RESEARCH QUESTIONS

clouds
  1. How do temperature and humidity vary over different time intervals in Denver (2017) within the dataset, and are there noticeable trends or anomalies?
  2. Answer:

    1. Temperature starts to increase from January to July and then decreases gradually from July to November in Denver (2017)
    2. January is the coldest month and July is the hottest month.
    3. There is no significant pattern in Humidity.
    4. January and May recorded highest humidity and March recorded Lowest Humidity.

  3. Which cities had the most days with a particular weather condition?
  4. Answer:

    1. Las Vegas had most days with Clear weather
    2. Albuquerque had most days with Cloudy weather
    3. San Diego had most days with Foggy Weather
    4. Seattle had most days with Rainy weather
    5. Pittsburgh had most days with Snowy weather
    6. Miami had most days with Thunderstorm weather
    7. Los Angeles had most days with Other weather

  5. Is there a statistically significant correlation between any two variables in the dataset, and if so, what is the nature of this relationship?
  6. Answer:

    1. There is a weak negative correlation between Temperature and humidity, which suggests that as temperatures increase, humidity tends to decrease.
    2. There are no significant correlations between other variables.

  7. Which group of cities have high snowy weather?
  8. Answer:

    Detroit, Minneapolis and Pittsburgh have frequent snowy weather.

  9. Which clustering algorithm is most effective in grouping cities?
  10. Answer:

    K-Means and Hierarchical clustering with Euclidean distance gave same and effective groupings.

  11. Are there any meaningful insights about the co-occurrence of weather conditions in different cities that can be identified using association rule mining?
  12. Answer:

    1. Las Vegas and Clear weather occurred together most times in the transactions that contains Las Vegas.
    2. Pittsburgh and Snowy weather occurred together most times in the transactions that contains Pittsburgh.

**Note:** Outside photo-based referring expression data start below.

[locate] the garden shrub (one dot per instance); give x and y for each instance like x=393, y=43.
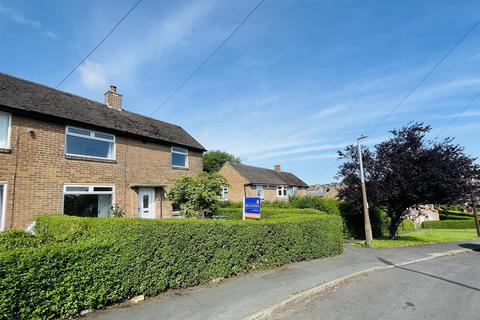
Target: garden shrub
x=449, y=224
x=88, y=263
x=267, y=213
x=12, y=239
x=406, y=225
x=354, y=225
x=454, y=217
x=230, y=204
x=329, y=206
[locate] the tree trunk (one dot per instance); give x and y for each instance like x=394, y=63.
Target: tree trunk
x=392, y=228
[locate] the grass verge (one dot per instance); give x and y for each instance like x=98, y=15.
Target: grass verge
x=425, y=236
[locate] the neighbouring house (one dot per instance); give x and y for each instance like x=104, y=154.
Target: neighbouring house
x=421, y=213
x=328, y=190
x=61, y=153
x=270, y=185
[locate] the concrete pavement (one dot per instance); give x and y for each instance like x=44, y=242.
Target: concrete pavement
x=442, y=289
x=243, y=296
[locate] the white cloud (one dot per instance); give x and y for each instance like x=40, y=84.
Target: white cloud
x=162, y=39
x=93, y=75
x=21, y=19
x=326, y=112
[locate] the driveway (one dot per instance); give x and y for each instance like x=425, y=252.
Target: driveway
x=444, y=288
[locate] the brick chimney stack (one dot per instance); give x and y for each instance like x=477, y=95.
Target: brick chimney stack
x=113, y=99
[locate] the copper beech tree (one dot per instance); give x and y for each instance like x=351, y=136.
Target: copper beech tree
x=407, y=170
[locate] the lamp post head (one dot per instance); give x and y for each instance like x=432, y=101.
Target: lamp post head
x=361, y=137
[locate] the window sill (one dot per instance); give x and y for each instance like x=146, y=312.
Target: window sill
x=91, y=159
x=180, y=168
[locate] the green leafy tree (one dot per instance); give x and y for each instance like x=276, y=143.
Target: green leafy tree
x=405, y=171
x=214, y=160
x=197, y=196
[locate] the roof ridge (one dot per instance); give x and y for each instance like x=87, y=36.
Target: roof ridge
x=272, y=170
x=53, y=89
x=41, y=100
x=84, y=98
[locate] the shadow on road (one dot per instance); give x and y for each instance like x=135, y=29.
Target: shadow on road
x=429, y=275
x=472, y=246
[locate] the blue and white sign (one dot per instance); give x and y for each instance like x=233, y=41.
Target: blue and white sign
x=251, y=207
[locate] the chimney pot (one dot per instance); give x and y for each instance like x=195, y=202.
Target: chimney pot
x=113, y=100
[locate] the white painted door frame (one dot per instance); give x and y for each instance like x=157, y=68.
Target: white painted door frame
x=146, y=202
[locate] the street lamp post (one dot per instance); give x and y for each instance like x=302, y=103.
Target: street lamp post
x=474, y=205
x=368, y=227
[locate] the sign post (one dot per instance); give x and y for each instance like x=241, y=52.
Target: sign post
x=251, y=207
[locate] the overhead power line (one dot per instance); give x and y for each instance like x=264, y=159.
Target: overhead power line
x=99, y=43
x=424, y=78
x=204, y=62
x=468, y=105
x=409, y=93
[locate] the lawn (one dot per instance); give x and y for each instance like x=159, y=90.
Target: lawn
x=425, y=236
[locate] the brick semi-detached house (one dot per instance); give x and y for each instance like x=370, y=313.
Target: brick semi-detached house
x=270, y=185
x=61, y=153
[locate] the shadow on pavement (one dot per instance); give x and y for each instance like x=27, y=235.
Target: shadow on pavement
x=429, y=275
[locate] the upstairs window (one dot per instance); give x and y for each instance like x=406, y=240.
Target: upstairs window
x=179, y=157
x=292, y=191
x=88, y=143
x=225, y=194
x=281, y=191
x=5, y=124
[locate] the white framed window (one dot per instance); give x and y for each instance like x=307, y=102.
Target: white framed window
x=88, y=200
x=281, y=191
x=225, y=194
x=292, y=191
x=89, y=143
x=176, y=210
x=259, y=190
x=3, y=205
x=179, y=157
x=5, y=130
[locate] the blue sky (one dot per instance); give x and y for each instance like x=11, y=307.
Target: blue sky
x=297, y=82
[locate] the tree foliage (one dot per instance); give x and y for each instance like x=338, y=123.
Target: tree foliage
x=197, y=196
x=405, y=171
x=214, y=160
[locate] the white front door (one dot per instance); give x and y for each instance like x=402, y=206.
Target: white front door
x=146, y=202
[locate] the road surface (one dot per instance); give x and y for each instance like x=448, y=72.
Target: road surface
x=443, y=288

  13. What are the best criterion and splitter parameters for Decision Tree?
  14. Answer:

    1. Decision Tree with entropy criterion and best splitter achieved highest accuracy of 67.79%. (Python)
    2. Decision Tree with gini criterion has achieved highest accuracy of 67.98%. (R)

  15. Which features has the most significant impact on the decision-making process when predicting weather conditions using decision trees?
  16. Answer:

    1. Temperature is the most important feature. (Python)
    2. Humidity is the most important feature. (R)

  17. What is the best Kernel and cost function combination for Support Vector Machine?
  18. Answer:

    SVM model with Polynomial Kernel and Cost function achieved highest accuracy of 70.1%

  19. How accurately can we predict clear weather conditions using different supervised learning algorithms, and which algorithm performs the best for this task?
  20. Answer:

    SVM model with Polynomial Kernel and Cost function achieved highest accuracy of 70.1%